Las trágicas muertes que se producen en el país en territorios sembrados de coca, pero huérfanos de la presencia de la institucionalidad, revela el mayor reto que el Estado colombiano enfrenta porque desnuda la magnitud de la amenaza que se cierne sobre la vida de los colombianos y la seguridad e integridad del territorio nacional. Conjurar ese inmenso desafío requiere no solo de la unión nacional, hoy esquiva, sino también de una alerta conciencia ciudadana sobre los peligros que se ciernen sobre Colombia.
La violencia en algunos territorios nacionales no debe verse solamente como efectos residuales de la violencia guerrillera, porque obedece a dinámicas diferentes y a escenarios geopolíticos que desbordan ampliamente a los que alimentaron la confrontación con las organizaciones subversivas. Hoy, la lucha no es simplemente por el poder, a la usanza de las Farc, ni se concentra exclusivamente en el narcotráfico y la minería ilegal y los réditos que ellas generan, con las que persiguen dominio de territorios carentes de institucionalidad, sino que responde a intereses geoestratégicos que apuntan al derrumbe de la democracia colombiana y a la alineación del país en las filas progresistas que no renuncian a un colectivismo trasnochado que aún perciben como la punta de lanza contra el sistema capitalista.
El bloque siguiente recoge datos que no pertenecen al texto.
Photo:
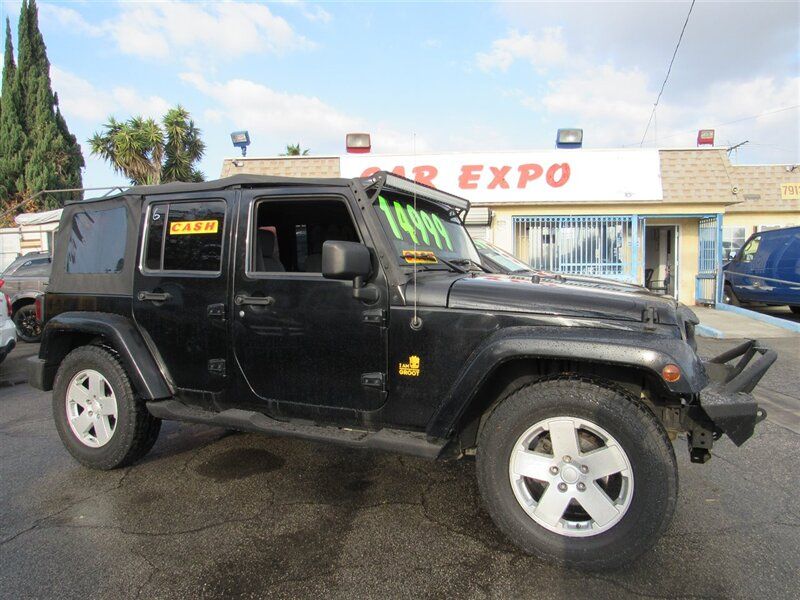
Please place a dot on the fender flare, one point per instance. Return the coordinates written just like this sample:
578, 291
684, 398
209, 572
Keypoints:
147, 378
28, 295
647, 352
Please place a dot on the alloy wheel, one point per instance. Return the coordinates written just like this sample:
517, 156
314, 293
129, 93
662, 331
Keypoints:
571, 476
91, 408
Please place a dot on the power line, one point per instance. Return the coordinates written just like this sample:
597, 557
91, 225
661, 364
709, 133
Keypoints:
669, 70
758, 116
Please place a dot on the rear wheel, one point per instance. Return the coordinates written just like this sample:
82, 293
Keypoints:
28, 326
578, 473
99, 418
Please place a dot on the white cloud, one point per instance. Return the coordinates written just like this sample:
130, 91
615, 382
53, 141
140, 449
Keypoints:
69, 18
312, 12
610, 92
79, 99
282, 116
613, 106
206, 32
545, 50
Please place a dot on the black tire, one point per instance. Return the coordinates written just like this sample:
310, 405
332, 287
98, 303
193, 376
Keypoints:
136, 430
638, 432
730, 297
29, 329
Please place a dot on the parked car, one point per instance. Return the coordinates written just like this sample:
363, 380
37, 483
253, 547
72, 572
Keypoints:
8, 332
766, 269
353, 311
24, 280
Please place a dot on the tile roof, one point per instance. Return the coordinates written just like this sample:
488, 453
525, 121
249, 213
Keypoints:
695, 176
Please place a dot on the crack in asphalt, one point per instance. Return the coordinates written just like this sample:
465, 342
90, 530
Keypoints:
643, 594
40, 521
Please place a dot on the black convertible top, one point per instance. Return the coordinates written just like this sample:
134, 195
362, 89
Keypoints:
243, 180
381, 179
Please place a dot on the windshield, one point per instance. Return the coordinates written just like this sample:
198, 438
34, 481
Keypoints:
437, 233
502, 258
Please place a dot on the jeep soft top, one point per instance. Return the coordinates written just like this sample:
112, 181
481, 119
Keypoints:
355, 311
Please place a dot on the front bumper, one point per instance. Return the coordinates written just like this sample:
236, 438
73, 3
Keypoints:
728, 400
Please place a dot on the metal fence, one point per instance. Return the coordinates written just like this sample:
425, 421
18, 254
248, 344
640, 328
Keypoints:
602, 246
709, 260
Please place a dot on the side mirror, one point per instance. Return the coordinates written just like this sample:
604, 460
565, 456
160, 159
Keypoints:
350, 260
345, 260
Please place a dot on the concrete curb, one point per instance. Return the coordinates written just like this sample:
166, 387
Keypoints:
757, 316
707, 331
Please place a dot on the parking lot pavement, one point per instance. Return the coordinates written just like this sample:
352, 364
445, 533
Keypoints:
211, 514
14, 369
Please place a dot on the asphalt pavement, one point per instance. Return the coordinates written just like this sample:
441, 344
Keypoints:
211, 514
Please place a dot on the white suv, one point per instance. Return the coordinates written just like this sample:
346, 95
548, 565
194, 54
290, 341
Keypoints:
8, 331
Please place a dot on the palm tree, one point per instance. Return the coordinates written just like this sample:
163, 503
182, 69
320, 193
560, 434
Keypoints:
294, 150
147, 154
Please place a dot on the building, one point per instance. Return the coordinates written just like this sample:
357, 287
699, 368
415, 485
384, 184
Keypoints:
664, 218
33, 233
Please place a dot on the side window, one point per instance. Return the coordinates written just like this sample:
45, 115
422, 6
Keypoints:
750, 249
185, 236
97, 241
38, 267
288, 234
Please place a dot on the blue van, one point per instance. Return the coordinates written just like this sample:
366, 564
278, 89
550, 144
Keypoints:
766, 269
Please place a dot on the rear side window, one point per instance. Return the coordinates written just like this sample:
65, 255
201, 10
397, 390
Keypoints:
185, 236
37, 267
97, 241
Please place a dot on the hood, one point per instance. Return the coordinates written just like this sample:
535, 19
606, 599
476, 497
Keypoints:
573, 296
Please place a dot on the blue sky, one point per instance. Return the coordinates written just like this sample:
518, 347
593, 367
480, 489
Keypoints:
452, 76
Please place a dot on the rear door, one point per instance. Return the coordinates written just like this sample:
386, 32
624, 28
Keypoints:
742, 271
303, 342
180, 288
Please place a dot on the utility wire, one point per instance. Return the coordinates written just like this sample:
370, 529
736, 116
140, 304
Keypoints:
669, 70
758, 116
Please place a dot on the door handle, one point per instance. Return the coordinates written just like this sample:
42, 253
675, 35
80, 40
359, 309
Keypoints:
154, 296
255, 300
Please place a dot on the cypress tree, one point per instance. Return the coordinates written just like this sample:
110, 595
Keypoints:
12, 132
53, 156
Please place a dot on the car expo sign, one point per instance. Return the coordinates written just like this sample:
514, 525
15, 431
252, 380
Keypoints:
536, 176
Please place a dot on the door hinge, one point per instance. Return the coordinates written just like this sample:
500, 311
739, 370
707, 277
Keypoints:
375, 316
216, 366
215, 311
649, 318
376, 380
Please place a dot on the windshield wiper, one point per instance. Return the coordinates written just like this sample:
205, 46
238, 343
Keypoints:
469, 262
453, 265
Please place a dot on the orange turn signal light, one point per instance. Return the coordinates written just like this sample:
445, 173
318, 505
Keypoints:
671, 373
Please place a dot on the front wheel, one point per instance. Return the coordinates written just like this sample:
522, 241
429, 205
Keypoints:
728, 297
578, 473
99, 418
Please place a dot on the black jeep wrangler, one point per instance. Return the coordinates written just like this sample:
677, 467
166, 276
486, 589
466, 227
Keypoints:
356, 312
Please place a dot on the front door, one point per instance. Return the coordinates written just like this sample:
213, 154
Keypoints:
746, 271
299, 339
179, 298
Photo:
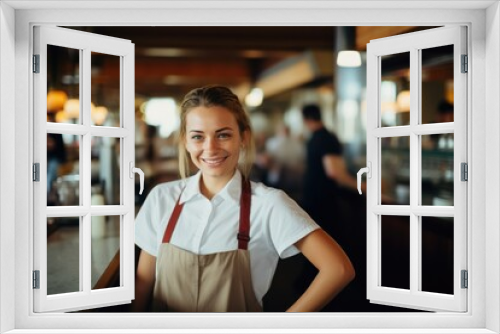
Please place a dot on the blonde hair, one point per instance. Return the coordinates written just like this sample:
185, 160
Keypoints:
216, 96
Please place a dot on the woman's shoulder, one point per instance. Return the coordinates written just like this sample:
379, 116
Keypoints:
168, 189
264, 192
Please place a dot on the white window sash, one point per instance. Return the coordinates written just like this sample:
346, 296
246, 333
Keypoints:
86, 298
414, 298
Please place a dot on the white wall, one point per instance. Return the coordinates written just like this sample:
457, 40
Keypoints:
7, 160
492, 156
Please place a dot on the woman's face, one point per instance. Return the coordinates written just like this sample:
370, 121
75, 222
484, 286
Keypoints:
213, 140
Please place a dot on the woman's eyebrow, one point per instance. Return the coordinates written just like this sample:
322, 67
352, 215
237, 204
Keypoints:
224, 129
217, 131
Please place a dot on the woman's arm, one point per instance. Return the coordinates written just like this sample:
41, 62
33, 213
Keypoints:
335, 271
144, 282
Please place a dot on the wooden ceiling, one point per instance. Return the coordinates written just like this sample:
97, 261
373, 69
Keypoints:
172, 60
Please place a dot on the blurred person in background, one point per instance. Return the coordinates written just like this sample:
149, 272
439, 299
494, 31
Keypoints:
286, 165
325, 172
211, 242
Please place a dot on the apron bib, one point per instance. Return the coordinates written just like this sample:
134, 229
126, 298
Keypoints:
218, 282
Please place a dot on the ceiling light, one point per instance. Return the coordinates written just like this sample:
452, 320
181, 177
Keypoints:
254, 98
349, 59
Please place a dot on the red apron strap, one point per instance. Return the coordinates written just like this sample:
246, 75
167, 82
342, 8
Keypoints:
244, 227
172, 221
245, 202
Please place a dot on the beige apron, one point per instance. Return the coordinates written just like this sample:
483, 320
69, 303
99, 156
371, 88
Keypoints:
219, 282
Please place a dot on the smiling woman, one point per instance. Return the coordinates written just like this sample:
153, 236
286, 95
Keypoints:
211, 242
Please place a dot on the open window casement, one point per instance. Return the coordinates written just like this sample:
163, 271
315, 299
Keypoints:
417, 172
83, 171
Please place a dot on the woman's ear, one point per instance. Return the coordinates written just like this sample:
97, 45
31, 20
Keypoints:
245, 138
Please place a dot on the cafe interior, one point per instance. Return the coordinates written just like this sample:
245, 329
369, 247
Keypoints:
274, 70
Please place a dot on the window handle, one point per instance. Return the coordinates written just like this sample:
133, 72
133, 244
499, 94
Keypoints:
368, 171
138, 171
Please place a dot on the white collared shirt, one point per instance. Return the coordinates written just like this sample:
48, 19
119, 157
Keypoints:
210, 226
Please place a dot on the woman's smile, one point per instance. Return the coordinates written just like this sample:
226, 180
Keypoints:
213, 141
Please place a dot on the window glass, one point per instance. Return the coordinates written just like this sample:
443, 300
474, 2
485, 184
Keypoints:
105, 89
395, 170
437, 169
395, 251
63, 255
395, 89
437, 254
106, 157
105, 251
437, 85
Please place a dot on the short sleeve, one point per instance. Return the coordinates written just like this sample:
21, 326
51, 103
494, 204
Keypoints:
146, 224
288, 224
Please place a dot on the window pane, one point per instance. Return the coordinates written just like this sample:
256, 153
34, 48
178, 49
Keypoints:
395, 170
63, 255
106, 171
437, 84
105, 252
437, 169
63, 169
395, 251
437, 254
63, 87
105, 89
395, 89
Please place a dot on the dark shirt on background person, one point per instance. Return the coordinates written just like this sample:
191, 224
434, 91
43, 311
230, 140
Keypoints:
320, 191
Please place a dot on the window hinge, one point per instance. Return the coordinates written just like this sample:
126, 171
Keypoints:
464, 171
465, 64
36, 63
465, 279
36, 172
36, 279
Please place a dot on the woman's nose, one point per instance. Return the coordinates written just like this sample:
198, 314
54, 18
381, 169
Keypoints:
210, 144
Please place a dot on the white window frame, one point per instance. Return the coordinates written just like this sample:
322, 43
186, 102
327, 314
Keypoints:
413, 43
85, 43
483, 20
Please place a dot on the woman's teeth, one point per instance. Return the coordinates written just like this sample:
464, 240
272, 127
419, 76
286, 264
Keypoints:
213, 161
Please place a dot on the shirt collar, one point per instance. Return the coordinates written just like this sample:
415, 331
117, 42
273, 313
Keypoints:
231, 192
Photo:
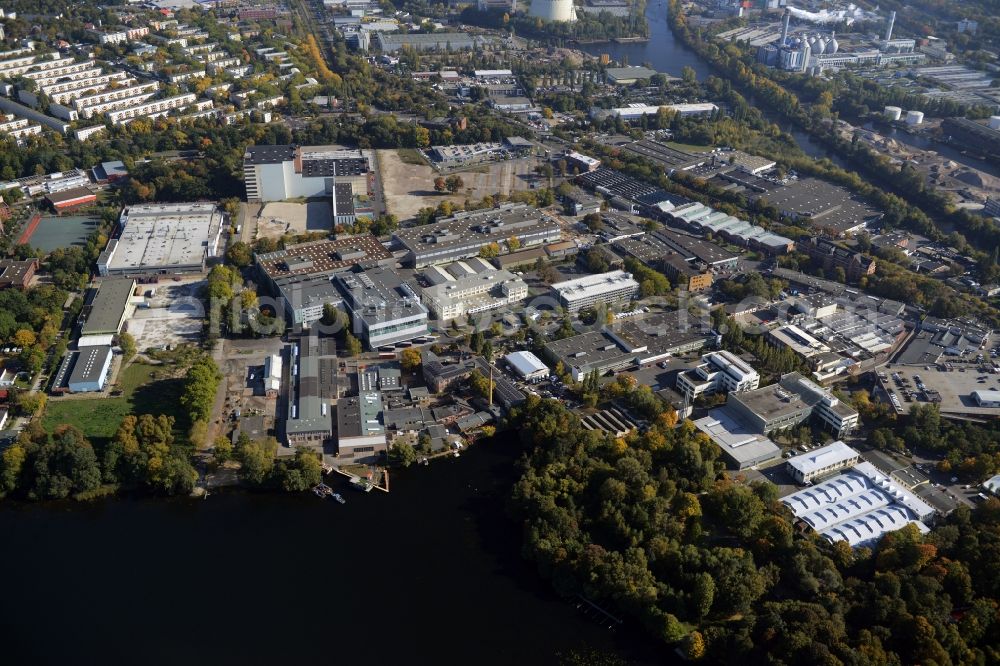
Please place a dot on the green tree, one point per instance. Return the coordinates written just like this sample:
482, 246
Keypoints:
402, 454
410, 359
256, 460
127, 343
239, 254
200, 388
222, 450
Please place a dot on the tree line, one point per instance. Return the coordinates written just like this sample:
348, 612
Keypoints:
647, 525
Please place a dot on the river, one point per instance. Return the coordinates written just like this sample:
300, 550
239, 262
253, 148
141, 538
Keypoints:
428, 574
665, 54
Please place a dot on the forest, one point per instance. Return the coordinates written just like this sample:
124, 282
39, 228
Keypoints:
649, 526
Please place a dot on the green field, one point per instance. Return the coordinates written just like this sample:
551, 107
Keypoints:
142, 393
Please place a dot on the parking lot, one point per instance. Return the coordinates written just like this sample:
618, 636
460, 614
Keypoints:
175, 315
949, 382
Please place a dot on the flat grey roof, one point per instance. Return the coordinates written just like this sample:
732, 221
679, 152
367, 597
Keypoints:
480, 227
108, 307
379, 295
89, 364
268, 154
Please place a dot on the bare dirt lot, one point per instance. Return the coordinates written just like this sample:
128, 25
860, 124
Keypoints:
280, 218
410, 187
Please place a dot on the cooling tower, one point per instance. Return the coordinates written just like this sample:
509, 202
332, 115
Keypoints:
553, 10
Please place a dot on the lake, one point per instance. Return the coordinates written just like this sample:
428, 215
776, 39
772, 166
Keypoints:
665, 54
428, 574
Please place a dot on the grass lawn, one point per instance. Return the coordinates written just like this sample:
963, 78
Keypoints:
411, 156
688, 147
143, 392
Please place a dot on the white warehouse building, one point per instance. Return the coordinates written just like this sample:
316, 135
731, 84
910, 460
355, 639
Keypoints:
720, 371
822, 461
859, 506
527, 365
590, 290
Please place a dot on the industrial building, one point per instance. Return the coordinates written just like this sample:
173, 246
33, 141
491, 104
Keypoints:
439, 375
384, 309
720, 371
464, 234
360, 429
630, 342
301, 275
705, 219
435, 41
859, 507
821, 462
312, 389
17, 274
832, 256
626, 76
163, 239
818, 53
470, 287
527, 365
553, 10
277, 173
590, 290
84, 370
636, 111
741, 446
106, 309
788, 403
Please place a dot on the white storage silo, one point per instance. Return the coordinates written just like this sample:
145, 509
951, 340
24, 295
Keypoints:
553, 10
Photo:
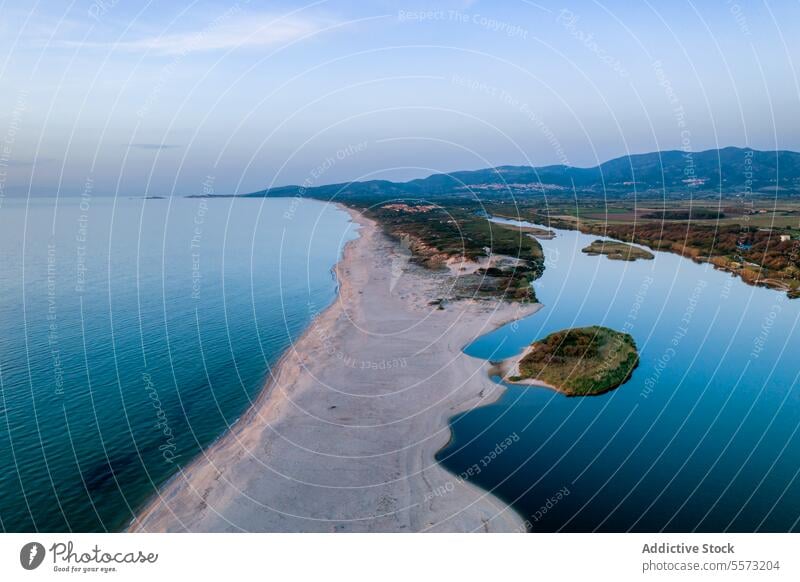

Su tarea se ha visto facilitada por la desidia del Estado para extender y asegurar su presencia en todo el territorio nacional, lo que ha permitido la expansión de grupos armados ilegales a expensas del aparato estatal, y que gozan, además, del apoyo de Maduro que ha convertido a Venezuela en la retaguardia y santuario de todas las organizaciones criminales que siembran la muerte en Colombia. En ese contexto el terror se convierte en instrumento de control de territorios y comunidades y las masacres en el procedimiento extremo y sangriento para hacer de la violencia la herramienta de poder. En esa contienda, sin límites de humanidad, toda atrocidad se le adjudica al gobierno y todo esfuerzo por mitigar la violencia se estigmatiza como violación de derechos humanos, quizás porque se percatan que en Colombia hemos sido más exitosos en cimentar la democracia que en construir Estado.
Esa guerra de todas las organizaciones criminales entre ellas, y de ellas contra el Estado, se ve ahora potenciada por la adquisición de misiles iraníes por Maduro para uso del ELN, las disidencias de las Farc, Nueva Marquetalia y demás grupos criminales que suponen una amenaza nunca experimentada por Colombia y que goza de solidaridad en sectores políticos legales del país.
Hoy más que nunca se requiere una política de seguridad integral, con visiones regionales, que apunte al control territorial, la protección de la población y la desarticulación de los aparatos criminales. La creación del cuerpo élite, la aspersión aérea de cultivos de coca y el plan de zonas futuras, son un buen principio, pero deben complementarse con el desmantelamiento de las estructuras criminales y el fortalecimiento y presencia del Estado en todo el territorio que le permita ejercer el monopolio de la violencia legítima.